We can use mathematical insights from the binary representation of the numbers to find the majority element. How? Let's think.
Assume that each element is a 32-bit integer. As given in the problem, we also know that there is a majority element in the array. Now for all numbers, we count the frequency of set bits i.e. count the frequency of 1's at each bit position in the bitwise representation (It's like polling for each bit position).

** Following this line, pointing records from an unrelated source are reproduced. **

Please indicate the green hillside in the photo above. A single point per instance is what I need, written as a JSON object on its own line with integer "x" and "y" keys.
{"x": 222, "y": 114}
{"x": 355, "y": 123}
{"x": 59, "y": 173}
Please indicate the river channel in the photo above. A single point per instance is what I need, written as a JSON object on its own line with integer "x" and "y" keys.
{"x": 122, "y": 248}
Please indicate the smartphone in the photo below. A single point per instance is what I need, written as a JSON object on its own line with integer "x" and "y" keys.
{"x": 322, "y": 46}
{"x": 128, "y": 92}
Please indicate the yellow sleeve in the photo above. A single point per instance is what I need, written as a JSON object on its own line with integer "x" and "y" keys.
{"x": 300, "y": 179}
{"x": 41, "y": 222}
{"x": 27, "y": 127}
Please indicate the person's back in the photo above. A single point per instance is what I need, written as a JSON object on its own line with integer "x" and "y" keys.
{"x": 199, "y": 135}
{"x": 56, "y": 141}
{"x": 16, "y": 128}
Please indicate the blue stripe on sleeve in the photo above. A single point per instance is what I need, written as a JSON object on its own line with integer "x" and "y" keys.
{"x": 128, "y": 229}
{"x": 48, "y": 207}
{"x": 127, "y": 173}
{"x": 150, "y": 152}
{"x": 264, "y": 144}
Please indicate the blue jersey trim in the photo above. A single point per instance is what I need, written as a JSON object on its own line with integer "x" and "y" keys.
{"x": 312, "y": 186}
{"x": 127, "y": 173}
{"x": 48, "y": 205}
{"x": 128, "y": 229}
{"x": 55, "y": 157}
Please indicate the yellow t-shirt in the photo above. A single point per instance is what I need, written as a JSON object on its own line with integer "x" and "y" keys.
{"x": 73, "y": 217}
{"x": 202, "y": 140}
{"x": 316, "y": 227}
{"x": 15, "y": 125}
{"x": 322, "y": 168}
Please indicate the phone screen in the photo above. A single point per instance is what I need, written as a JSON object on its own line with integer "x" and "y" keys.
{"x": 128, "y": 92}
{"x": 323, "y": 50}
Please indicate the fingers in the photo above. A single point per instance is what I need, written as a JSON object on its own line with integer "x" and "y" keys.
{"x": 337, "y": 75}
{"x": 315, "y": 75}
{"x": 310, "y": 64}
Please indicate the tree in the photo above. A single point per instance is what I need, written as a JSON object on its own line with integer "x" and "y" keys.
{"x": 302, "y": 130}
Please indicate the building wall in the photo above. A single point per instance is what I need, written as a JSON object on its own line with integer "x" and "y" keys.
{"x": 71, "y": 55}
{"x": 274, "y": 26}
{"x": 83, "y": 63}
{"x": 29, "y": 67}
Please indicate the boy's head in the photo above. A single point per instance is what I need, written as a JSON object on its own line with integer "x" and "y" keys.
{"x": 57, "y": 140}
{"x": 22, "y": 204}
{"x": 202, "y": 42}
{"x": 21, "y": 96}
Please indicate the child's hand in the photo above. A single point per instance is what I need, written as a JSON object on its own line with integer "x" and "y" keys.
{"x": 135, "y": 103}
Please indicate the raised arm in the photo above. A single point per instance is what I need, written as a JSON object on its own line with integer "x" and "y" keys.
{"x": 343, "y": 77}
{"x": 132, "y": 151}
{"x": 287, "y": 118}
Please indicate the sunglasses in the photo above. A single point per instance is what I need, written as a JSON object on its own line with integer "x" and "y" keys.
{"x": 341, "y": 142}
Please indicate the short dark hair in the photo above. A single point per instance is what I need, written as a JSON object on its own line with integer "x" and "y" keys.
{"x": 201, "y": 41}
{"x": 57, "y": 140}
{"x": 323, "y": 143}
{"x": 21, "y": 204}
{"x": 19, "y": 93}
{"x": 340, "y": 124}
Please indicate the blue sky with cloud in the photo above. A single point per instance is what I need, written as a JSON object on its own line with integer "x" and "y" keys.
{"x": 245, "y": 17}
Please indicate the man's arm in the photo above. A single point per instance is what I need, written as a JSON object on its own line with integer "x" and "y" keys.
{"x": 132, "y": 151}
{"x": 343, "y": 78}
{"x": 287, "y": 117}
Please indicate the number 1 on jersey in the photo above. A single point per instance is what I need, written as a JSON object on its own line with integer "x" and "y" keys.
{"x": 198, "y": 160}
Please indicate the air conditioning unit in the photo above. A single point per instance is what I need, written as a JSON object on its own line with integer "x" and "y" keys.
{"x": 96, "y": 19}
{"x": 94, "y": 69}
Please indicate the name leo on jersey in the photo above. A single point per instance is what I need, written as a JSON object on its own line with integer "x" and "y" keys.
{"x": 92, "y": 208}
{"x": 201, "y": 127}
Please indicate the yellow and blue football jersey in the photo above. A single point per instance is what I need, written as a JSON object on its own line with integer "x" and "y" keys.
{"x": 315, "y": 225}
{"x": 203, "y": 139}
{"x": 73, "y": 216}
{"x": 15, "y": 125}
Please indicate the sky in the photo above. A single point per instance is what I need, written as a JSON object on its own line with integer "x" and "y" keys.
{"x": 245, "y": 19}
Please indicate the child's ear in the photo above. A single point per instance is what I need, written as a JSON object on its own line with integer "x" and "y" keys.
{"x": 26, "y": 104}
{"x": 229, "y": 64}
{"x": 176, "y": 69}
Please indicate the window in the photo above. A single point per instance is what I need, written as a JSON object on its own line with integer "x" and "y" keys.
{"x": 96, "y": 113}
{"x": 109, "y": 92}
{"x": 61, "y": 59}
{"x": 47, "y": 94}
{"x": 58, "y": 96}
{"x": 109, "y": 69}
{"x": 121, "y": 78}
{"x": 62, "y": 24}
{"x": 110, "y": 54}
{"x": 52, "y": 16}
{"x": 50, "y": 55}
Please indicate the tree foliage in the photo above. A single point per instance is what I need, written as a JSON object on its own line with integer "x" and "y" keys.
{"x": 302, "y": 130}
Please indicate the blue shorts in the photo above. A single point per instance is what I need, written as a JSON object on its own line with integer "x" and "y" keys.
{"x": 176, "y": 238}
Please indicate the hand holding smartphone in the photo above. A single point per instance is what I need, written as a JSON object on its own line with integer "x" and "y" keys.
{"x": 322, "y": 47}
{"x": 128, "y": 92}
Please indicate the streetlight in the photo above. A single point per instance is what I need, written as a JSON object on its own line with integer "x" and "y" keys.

At any position in bitwise representation:
For example, X[ ] = [6, 13, 13, 2, 13], n = 5, let's assume our input is 4-bit integer.
6 -> 0 1 1 0
13 -> 1 1 0 1
13 -> 1 1 0 1
2 -> 0 0 1 0
13 -> 1 1 0 1
-----------------------
Majority = 1 1 0 1 = 13
In the above example, let's start from left to right. 1's are in the majority at 1st, 2nd, and 4th position, so set bits at similar position in the majority element would be 1. At 3rd position, number of 1's across all array elements is only 2, not a majority, so it is set to 0 in the majority element.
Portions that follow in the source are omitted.